Communicating in a fashion similar to the brain's nerve cells, bacteria use electrical signals that pass in and out of their bodies. Reported by Yahoo News, these signals are moderated by gate-keeper proteins.
In a study, which was recently published in the Nature journal, researchers determined the behaviour of a bacterial colony given a certain size. With such a volume, the microbes at the edge of the colony have unlimited access to nutrients whereas those which are more centrally located risk hunger.
The scientists observed that the former allow periods of growth stoppage, which enable the flow of nutrients to the latter. In this way, the bacteria at the centre receive sufficient 'food' and are able to withstand chemicals and antibiotics.
They also observed that the signals that are passed among the bacteria are exchanged through waves of electrically charged potassium ions. When this channel was removed communication also ceased.
Dr Gurol Suel, the study's lead scientist from the University of California, likens this function of the communities of bacterias within biofilms to a microbial brain.
This is because similarly the activity of the brain's neurons where all senses, behaviour and even intelligence are the result of the electrical communications of these neurons that are facilitated by ion channels.
"Now we find that bacteria use similar ion channels to communicate and resolve metabolic stress. Our discovery suggests that neurological disorders that are triggered by metabolic stress may have ancient bacterial origins, and could thus provide a new perspective on how to treat such conditions."
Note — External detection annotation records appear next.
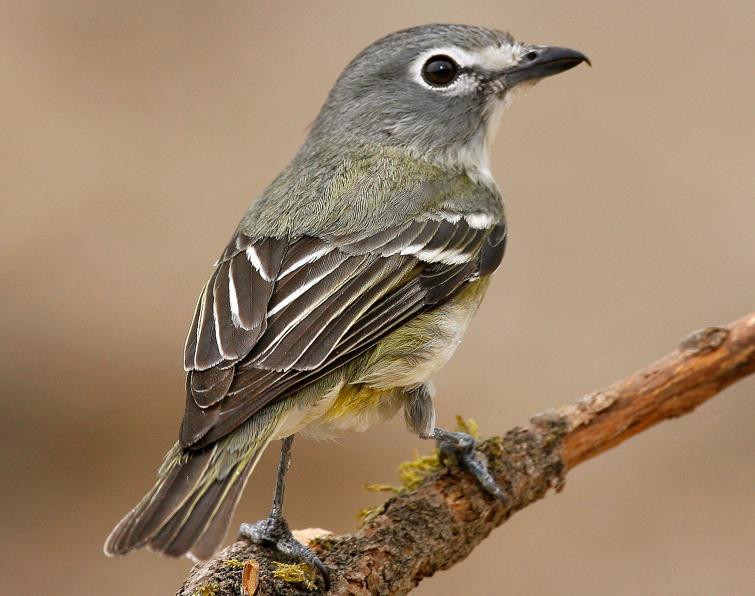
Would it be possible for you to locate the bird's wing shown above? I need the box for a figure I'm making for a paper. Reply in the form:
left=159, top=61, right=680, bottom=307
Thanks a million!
left=181, top=214, right=506, bottom=448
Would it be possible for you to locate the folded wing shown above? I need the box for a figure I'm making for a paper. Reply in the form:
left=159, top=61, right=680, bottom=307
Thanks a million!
left=181, top=214, right=506, bottom=448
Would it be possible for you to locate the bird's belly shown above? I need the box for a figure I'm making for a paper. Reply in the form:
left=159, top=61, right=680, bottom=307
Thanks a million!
left=354, top=277, right=489, bottom=389
left=280, top=278, right=488, bottom=438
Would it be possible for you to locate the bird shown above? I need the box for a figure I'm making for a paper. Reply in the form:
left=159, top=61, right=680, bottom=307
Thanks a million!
left=104, top=24, right=589, bottom=586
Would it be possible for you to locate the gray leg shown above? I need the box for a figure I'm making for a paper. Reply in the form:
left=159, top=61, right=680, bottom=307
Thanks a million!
left=404, top=385, right=508, bottom=502
left=239, top=435, right=330, bottom=592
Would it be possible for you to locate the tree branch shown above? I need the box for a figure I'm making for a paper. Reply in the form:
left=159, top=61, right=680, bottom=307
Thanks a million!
left=178, top=312, right=755, bottom=596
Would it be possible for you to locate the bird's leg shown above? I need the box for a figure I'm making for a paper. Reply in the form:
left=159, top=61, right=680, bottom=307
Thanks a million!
left=404, top=385, right=508, bottom=502
left=239, top=435, right=330, bottom=592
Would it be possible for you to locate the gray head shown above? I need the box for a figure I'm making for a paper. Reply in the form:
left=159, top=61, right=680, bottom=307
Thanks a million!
left=308, top=25, right=587, bottom=176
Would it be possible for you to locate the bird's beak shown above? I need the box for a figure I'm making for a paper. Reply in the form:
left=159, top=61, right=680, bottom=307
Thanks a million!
left=500, top=46, right=590, bottom=89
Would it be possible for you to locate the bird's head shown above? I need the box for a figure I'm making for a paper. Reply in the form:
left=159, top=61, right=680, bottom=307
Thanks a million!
left=304, top=25, right=589, bottom=179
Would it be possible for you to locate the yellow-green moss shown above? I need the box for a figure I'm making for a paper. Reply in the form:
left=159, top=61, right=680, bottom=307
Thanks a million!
left=273, top=561, right=317, bottom=591
left=223, top=559, right=244, bottom=569
left=357, top=415, right=484, bottom=526
left=192, top=582, right=220, bottom=596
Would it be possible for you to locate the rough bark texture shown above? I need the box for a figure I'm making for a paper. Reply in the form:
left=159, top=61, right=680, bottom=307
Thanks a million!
left=178, top=313, right=755, bottom=596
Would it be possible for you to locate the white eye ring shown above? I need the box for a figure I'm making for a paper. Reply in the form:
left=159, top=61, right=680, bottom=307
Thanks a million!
left=421, top=54, right=461, bottom=87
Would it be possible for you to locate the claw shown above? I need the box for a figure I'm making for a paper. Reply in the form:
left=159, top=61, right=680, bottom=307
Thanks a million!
left=239, top=516, right=330, bottom=592
left=433, top=428, right=508, bottom=503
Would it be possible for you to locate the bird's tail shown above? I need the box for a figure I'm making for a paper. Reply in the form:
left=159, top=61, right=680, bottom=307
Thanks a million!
left=105, top=436, right=270, bottom=560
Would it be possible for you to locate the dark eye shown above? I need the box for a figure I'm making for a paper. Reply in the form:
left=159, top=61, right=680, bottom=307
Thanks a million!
left=422, top=56, right=459, bottom=87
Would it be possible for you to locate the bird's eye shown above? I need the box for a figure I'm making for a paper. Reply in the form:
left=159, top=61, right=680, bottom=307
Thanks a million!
left=422, top=56, right=459, bottom=87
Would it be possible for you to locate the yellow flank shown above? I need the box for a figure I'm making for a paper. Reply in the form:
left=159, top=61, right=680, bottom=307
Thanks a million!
left=308, top=278, right=489, bottom=435
left=322, top=384, right=392, bottom=422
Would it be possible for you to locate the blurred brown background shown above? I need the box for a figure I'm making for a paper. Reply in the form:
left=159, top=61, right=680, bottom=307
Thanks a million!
left=0, top=0, right=755, bottom=595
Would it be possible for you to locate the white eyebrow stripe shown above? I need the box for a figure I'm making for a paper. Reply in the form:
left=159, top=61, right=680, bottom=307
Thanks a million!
left=409, top=42, right=524, bottom=78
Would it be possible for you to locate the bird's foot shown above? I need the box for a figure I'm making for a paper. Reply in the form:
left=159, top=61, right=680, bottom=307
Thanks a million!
left=433, top=428, right=508, bottom=503
left=239, top=515, right=330, bottom=592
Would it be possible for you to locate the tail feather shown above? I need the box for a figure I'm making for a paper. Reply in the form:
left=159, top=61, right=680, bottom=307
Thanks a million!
left=105, top=441, right=267, bottom=560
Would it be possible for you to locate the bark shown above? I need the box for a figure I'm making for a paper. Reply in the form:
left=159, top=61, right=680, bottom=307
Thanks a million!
left=178, top=313, right=755, bottom=596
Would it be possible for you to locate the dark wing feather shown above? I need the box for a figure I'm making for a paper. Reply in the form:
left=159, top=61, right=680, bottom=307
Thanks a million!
left=181, top=216, right=505, bottom=448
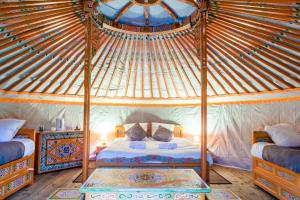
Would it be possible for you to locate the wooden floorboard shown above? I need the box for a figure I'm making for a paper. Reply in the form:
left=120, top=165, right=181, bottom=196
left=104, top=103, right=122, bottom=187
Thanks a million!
left=8, top=166, right=275, bottom=200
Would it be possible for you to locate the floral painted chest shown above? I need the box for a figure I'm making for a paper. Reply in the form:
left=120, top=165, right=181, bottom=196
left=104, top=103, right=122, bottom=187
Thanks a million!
left=37, top=131, right=83, bottom=173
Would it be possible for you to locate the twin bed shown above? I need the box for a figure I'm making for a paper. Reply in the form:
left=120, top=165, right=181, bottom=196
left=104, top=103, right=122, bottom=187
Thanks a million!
left=0, top=129, right=35, bottom=199
left=251, top=131, right=300, bottom=200
left=96, top=126, right=213, bottom=177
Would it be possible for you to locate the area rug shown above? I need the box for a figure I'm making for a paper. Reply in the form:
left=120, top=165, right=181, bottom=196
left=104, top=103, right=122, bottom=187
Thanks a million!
left=48, top=188, right=84, bottom=200
left=73, top=168, right=231, bottom=184
left=209, top=169, right=232, bottom=184
left=206, top=189, right=240, bottom=200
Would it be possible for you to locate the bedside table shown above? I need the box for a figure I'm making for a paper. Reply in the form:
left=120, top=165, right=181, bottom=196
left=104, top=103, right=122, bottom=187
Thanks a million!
left=35, top=130, right=83, bottom=174
left=96, top=145, right=107, bottom=155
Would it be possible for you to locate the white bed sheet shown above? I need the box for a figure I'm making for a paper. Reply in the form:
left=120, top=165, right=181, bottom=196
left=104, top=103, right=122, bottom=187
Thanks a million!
left=97, top=138, right=213, bottom=165
left=12, top=138, right=35, bottom=157
left=251, top=142, right=275, bottom=159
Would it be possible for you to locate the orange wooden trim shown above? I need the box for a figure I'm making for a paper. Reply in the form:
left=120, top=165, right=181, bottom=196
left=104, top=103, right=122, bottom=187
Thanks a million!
left=0, top=96, right=300, bottom=107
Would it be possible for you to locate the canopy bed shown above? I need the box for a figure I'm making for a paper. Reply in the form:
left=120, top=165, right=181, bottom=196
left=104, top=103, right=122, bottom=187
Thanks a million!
left=83, top=0, right=209, bottom=181
left=96, top=123, right=213, bottom=177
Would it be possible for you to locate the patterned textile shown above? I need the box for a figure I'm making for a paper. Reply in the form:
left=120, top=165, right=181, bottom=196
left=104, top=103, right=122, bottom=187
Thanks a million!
left=0, top=141, right=25, bottom=165
left=0, top=167, right=10, bottom=179
left=6, top=173, right=32, bottom=192
left=98, top=155, right=200, bottom=163
left=39, top=132, right=83, bottom=172
left=207, top=189, right=240, bottom=200
left=80, top=168, right=211, bottom=200
left=48, top=188, right=84, bottom=200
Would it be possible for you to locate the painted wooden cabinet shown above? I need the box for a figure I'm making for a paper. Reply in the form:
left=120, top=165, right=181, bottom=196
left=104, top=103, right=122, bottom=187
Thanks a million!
left=36, top=130, right=83, bottom=174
According to the The Daily Mail, the mechanism used is similar to the human brain's cortical spreading depression process which is related to migraines and epileptic seizures. Dr.Suel explains that both migraine and the bacteria's electrical signals are triggered by metabolic stress.
"This suggests that many drugs originally developed for epilepsy and migraines may also be effective in attacking bacterial biofilms, which have become a growing health problem around the world because of their resistance to antibiotics."